Acute promyelocytic leukemia (APL) is one subtype of acute myeloid leukemia (AML) primarily associated with the typical fusion gene PML::RARA/t(15;17). A small percentage of APL cases are caused by atypical gene transcript variants lacking the PML::RARA. We report one case with two novel NUP98::RARA fusion transcripts in APL lacking the fusion gene PML::RARA/t(15;17). These NUP98::RARA fusion transcripts were identified using next-generation sequencing (NGS), which were confirmed by Sanger sequencing. One of the transcripts differs from the previously reported transcript in terms of break sites and transcript length, which identified as subtype of NUP98::RARA fusion transcript. The other one is the same as previously reported, demonstrating reproducible abnormality of this fusion gene. The patient was treated with all-trans retinoic acid (ATRA), realgar-Indigo naturalis formula (RIF) and chemotherapy. According to the published paper, this is the second report of NUP98::RARA fusion transcript in APL. It is also the first variant APL with der(11)(p15)t(11;17)(p15;q21) and i(17)(q10) chromosome abnormalities. Therefore, we compared and summarized these two cases.

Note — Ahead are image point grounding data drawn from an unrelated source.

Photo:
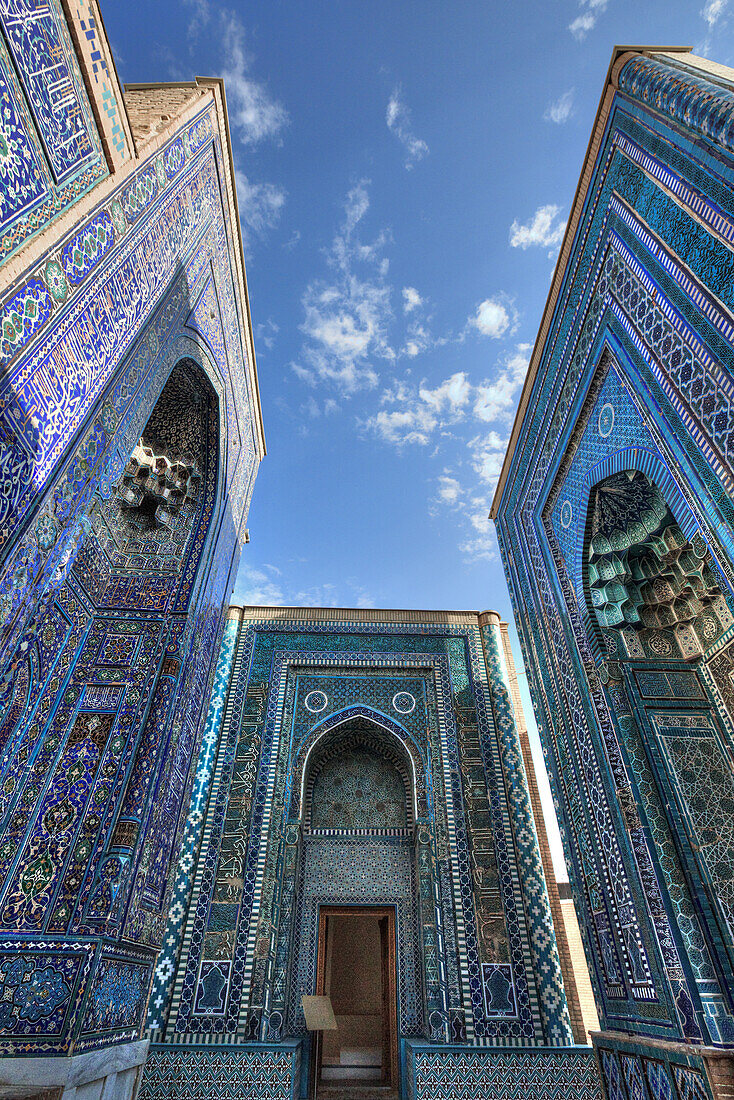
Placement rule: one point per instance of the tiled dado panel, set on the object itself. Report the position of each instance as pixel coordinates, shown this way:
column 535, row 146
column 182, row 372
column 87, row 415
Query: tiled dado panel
column 206, row 1073
column 456, row 1073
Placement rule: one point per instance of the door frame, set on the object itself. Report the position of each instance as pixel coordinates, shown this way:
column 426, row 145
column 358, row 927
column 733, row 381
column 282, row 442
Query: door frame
column 389, row 964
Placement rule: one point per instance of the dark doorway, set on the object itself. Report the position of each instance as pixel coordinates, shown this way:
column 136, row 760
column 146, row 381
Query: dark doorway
column 357, row 970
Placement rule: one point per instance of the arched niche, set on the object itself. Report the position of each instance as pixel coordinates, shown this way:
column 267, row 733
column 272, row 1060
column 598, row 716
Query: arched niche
column 359, row 777
column 657, row 601
column 652, row 591
column 149, row 525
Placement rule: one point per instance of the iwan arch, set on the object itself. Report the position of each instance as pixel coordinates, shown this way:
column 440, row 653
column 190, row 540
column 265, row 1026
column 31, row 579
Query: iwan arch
column 206, row 814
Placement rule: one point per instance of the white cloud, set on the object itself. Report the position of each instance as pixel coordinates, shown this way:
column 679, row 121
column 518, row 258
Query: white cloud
column 258, row 585
column 412, row 425
column 253, row 114
column 496, row 398
column 414, row 415
column 266, row 332
column 587, row 19
column 411, row 299
column 261, row 205
column 492, row 318
column 346, row 319
column 449, row 490
column 561, row 109
column 398, row 123
column 545, row 229
column 488, row 455
column 450, row 395
column 713, row 10
column 472, row 508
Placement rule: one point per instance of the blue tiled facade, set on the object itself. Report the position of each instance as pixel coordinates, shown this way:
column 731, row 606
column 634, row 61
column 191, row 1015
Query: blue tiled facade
column 614, row 514
column 475, row 950
column 129, row 443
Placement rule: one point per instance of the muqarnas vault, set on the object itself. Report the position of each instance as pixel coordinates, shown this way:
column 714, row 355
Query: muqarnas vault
column 372, row 766
column 614, row 515
column 129, row 442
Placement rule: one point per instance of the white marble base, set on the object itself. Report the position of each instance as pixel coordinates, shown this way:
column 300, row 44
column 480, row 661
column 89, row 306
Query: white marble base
column 99, row 1075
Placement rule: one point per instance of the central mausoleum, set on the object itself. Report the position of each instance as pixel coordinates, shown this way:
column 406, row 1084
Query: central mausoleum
column 370, row 836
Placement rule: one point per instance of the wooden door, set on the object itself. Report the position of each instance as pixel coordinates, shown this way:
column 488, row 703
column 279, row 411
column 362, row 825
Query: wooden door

Keywords: APL; NUP98::RARA; i(17)(q10); t(11;17)(p15;q21).

Figure 1

Morphology, FISH, mRNA sequencing and karyotype of patient’s myeloid blasts. A. Bone marrow smear: APL with large promyelocytes, full cytoplasm with purple-red azurophilic granules (partially), non-lobulated nuclei and nucleoli, and few Auer rods (top. Wright-Giemsa, ×1000); The peroxidase stain shows strong positivity (bottom, ×1000). B. FISH showed 4 red and 2 green signals using PML::RARA dual-color dual-fusion probe, PML::RARA was negative (×1000). C. FISH showed 3 yellow signals and 1 green signal using RARA break-apart probe, RARA rearrangement was positive(×1000). D. NGS of NUP98::RARA fusion gene with ruptured sites: (11: 3759570: -, 17: 38496727: +). E. NGS of NUP98::RARA fusion gene with ruptured sites (11: 3765739: -, 17: 38504568: +). F. R-banding karyotype analysis: 46,XY,der(11)(p15)t(11;17)(p15;q21),i(17)(q10).

Figure 2

Gel electrophoresis and Sanger sequencing of PCR products, pattern of transcripts. (A) Gel electrophoresis of PCR products: 1: transcript of NUP98::RARA with a breakpoint in the recombination region of NUP98; 2: transcript of NUP98::RARA with a breakpoint in exon 12 of NUP98. (B, C) Sanger sequencing: two NUP98::RARA fusion transcripts, the NUP98::RARA transcript 1 with a breakpoint in the recombination region of NUP98 (B); the NUP98::RARA transcript 2 with a breakpoint in exon 12 of NUP98 (C). Both of the transcripts were bidirectionally sequenced and confirmed via BLAST. (D) NUP98::RARA transcripts: breakpoints in exon 12 and recombination region of the NUP98; breakpoints in exon 3 and intron 2 of the RARA; ligand-binding domain (LBD); DNA-binding domain (DBD); 5’-untranslated region (5’-UTR); glycine-leucine-phenylalanine-glycine (GLFG); Gle2/Rae1-binding sequence (GLEBS).